More important than most artists think until they experience the physical consequences of the wrong working height. The ideal position places the center of your canvas approximately at eye level when standing, which keeps the working area within comfortable arm reach without requiring you to reach up or hunch down repeatedly over hours of work. For painters of different heights or those who alternate between sitting and standing, the range and ease of height adjustment should be a specific evaluation criterion rather than an afterthought. The MEEDEN Studio H-Frame Easeladjusts from sixty to seventy-five inches, which covers a wide range of working heights comfortably.
What is the difference between an A-frame and an H-frame easel in terms of stability?
An H-frame is significantly more stable because its wide base and multiple horizontal bracing members create a rigid structure that resists both lateral and forward-backward movement. An A-frame relies on the triangular geometry of three legs for its stability, which works well for moderate canvas sizes and normal painting technique but becomes less adequate as canvas size and working pressure increase. For canvases up to approximately twenty-four by thirty-six inches with normal technique, a quality A-frame provides adequate stability. For larger canvases, heavy panel work, or physically assertive painting approaches, the H-frame's additional rigidity becomes a meaningful factor. The Large Horizontal Wooden H-Frame Studio Easel holds canvases up to fifty inches and is a solid choice for artists who regularly work large.
Should I buy a French easel if I want to paint outdoors occasionally?
A French easel is a good investment for outdoor sessions at car-accessible locations where carrying fifteen to twenty pounds a short distance is manageable and stability is the priority. If your outdoor painting involves significant hiking, urban sketching where setup speed is essential, or travel where luggage weight matters, a lighter portable easel or pochade box system will serve you better despite the French easel's supply organization advantages. I would strongly recommend experiencing the weight of a fully loaded French easel before purchasing if you can, because it consistently surprises people who have only read about it. The French Easel Acrylic Painting Set is worth considering if you want a complete outdoor painting kit in one purchase.
How do I know when it is time to upgrade my easel?
The clearest signal is when your current easel is actively limiting your work rather than simply being imperfect.

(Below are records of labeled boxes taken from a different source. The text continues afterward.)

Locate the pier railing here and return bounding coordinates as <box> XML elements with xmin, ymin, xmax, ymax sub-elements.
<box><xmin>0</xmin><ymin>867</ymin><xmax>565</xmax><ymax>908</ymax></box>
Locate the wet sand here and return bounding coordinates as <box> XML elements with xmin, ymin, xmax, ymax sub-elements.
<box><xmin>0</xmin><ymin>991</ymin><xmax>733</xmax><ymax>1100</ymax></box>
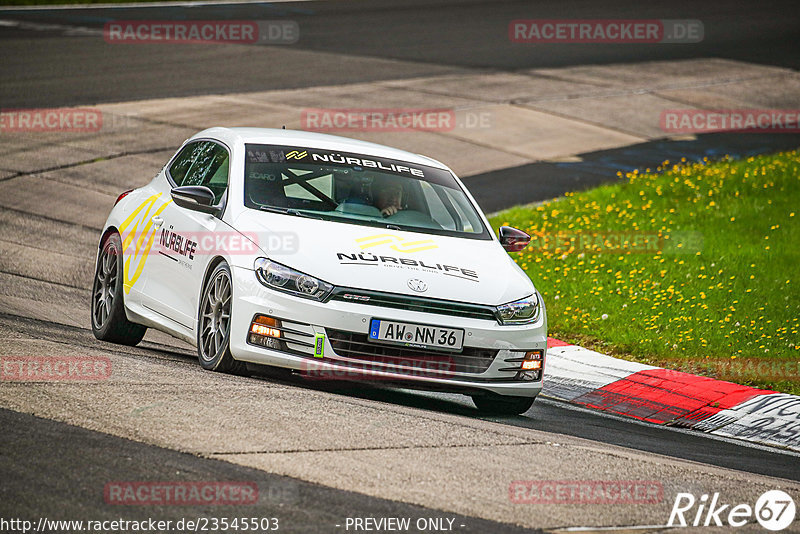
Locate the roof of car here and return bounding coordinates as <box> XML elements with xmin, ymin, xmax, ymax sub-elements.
<box><xmin>191</xmin><ymin>127</ymin><xmax>447</xmax><ymax>169</ymax></box>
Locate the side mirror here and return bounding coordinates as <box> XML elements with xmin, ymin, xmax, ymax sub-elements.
<box><xmin>499</xmin><ymin>226</ymin><xmax>531</xmax><ymax>252</ymax></box>
<box><xmin>169</xmin><ymin>185</ymin><xmax>218</xmax><ymax>214</ymax></box>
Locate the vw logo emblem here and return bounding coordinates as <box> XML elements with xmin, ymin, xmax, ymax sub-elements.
<box><xmin>408</xmin><ymin>278</ymin><xmax>428</xmax><ymax>293</ymax></box>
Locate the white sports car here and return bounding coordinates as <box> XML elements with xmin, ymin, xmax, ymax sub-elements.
<box><xmin>91</xmin><ymin>128</ymin><xmax>547</xmax><ymax>414</ymax></box>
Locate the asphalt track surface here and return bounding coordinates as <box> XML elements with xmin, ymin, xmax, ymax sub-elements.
<box><xmin>0</xmin><ymin>1</ymin><xmax>800</xmax><ymax>532</ymax></box>
<box><xmin>0</xmin><ymin>0</ymin><xmax>800</xmax><ymax>108</ymax></box>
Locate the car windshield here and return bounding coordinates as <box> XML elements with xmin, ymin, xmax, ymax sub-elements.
<box><xmin>244</xmin><ymin>144</ymin><xmax>491</xmax><ymax>239</ymax></box>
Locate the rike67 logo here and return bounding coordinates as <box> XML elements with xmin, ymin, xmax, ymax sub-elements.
<box><xmin>667</xmin><ymin>490</ymin><xmax>796</xmax><ymax>531</ymax></box>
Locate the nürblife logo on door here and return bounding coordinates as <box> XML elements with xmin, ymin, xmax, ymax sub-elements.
<box><xmin>119</xmin><ymin>193</ymin><xmax>172</xmax><ymax>293</ymax></box>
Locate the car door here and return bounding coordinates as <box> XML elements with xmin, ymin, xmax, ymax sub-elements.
<box><xmin>143</xmin><ymin>140</ymin><xmax>231</xmax><ymax>338</ymax></box>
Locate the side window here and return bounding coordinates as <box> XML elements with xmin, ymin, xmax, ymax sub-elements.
<box><xmin>420</xmin><ymin>182</ymin><xmax>456</xmax><ymax>230</ymax></box>
<box><xmin>169</xmin><ymin>141</ymin><xmax>230</xmax><ymax>202</ymax></box>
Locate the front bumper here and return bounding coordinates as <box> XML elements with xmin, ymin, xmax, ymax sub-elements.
<box><xmin>230</xmin><ymin>268</ymin><xmax>547</xmax><ymax>397</ymax></box>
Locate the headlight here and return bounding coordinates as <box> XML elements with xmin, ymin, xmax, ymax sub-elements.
<box><xmin>255</xmin><ymin>258</ymin><xmax>333</xmax><ymax>300</ymax></box>
<box><xmin>497</xmin><ymin>293</ymin><xmax>540</xmax><ymax>324</ymax></box>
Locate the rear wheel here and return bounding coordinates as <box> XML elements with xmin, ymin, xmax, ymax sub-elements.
<box><xmin>197</xmin><ymin>261</ymin><xmax>247</xmax><ymax>374</ymax></box>
<box><xmin>472</xmin><ymin>394</ymin><xmax>535</xmax><ymax>415</ymax></box>
<box><xmin>92</xmin><ymin>233</ymin><xmax>147</xmax><ymax>346</ymax></box>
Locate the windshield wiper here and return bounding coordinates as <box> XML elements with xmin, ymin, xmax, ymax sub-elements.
<box><xmin>258</xmin><ymin>206</ymin><xmax>322</xmax><ymax>220</ymax></box>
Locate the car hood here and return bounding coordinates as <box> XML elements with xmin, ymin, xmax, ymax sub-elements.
<box><xmin>234</xmin><ymin>210</ymin><xmax>534</xmax><ymax>305</ymax></box>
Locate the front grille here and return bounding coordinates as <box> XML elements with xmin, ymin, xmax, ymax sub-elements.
<box><xmin>331</xmin><ymin>288</ymin><xmax>497</xmax><ymax>321</ymax></box>
<box><xmin>326</xmin><ymin>328</ymin><xmax>498</xmax><ymax>377</ymax></box>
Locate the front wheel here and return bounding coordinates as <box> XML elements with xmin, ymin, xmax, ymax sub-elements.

Specific limiters worth acting on include: a canvas size you want to work at that exceeds the easel's capacity, stability problems that cause movement during painting, height adjustment that cannot reach the range your body requires, or hardware that has loosened to the point where the canvas cannot be held securely. An easel that is simply old or worn but still functional is not a priority upgrade. One that is limiting what you can do or how long you can comfortably work is worth replacing regardless of age. If you are wrestling with studio setup questions beyond easels, I am always happy to chat. Get in touch here and let me know what you are working through.
Find the Easel That Lets You Just Paint
The best easel is the one that disappears into the background of your studio practice and lets you focus entirely on what you are there to do. Whether that turns out to be a thirty-dollar tabletop model on your kitchen table or a four-hundred-dollar H-frame anchoring a dedicated studio, the right answer is the one that fits your medium, your space, your body, and your budget so well that you stop thinking about the equipment and start thinking only about the work. Now go find yours, and then go make something beautiful.